Va savoir comment, c’est la santé des européens? ou, vous pouvez penser qu’un citoyen de la Communauté Européenne, à savoir de combien sont les habitants du Vieux Continent pour mettre en œuvre un style de vie approprié ou non, peuvent être d’intérêt ou de mesure de débiter des données et qu’un simple exercice mental est une fin en soi.

Absolument pas, à savoir la relation existant entre la maladie et les modes de vie des habitants d’un Continent peut servir à adapter le traitement et d’offrir des modèles de vie qui nous aide à vivre mieux.

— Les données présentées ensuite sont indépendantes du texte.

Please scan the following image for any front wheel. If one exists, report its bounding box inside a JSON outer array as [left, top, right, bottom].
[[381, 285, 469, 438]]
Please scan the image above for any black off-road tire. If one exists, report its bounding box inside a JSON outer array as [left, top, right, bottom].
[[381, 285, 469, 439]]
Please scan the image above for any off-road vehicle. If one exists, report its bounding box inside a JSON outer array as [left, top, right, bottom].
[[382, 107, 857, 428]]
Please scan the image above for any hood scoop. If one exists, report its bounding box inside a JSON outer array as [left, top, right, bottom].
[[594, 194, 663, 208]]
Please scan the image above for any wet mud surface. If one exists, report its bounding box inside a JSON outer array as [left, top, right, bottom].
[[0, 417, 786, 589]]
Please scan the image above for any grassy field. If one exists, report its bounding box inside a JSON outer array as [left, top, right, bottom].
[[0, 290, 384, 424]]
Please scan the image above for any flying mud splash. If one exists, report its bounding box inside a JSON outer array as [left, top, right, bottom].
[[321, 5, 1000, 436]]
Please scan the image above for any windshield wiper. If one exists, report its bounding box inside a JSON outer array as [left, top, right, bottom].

C’est ce qui explique l’attention avec laquelle nous observons les données de l’Oec (Épidémiologique de l’Observatoire de maladies Cardio-vasculaires) sur la base d’un studio né de la collaboration entre l’Istituto Superiore di Sanità et l’Association nationale de l’hôpital cardiologues (Anmco).

La suite de cette étude, on remarque que ces dernières années, il y a un contraste entre les deux sexes, qui est, les hommes de l’europe de la fumée de moins que le temps, le plus les femmes, mais le sexe fort a tendance à prendre du poids, de la gent féminine, au lieu garde son poids constant, mais n’a pas l’intention d’arrêter de fumer. De positifs dès les premiers résultats, c’est que la pression artérielle, grâce à l’amélioration des contrôles et de nouvelles thérapies, tend à être conservés plus proche des niveaux de la garde.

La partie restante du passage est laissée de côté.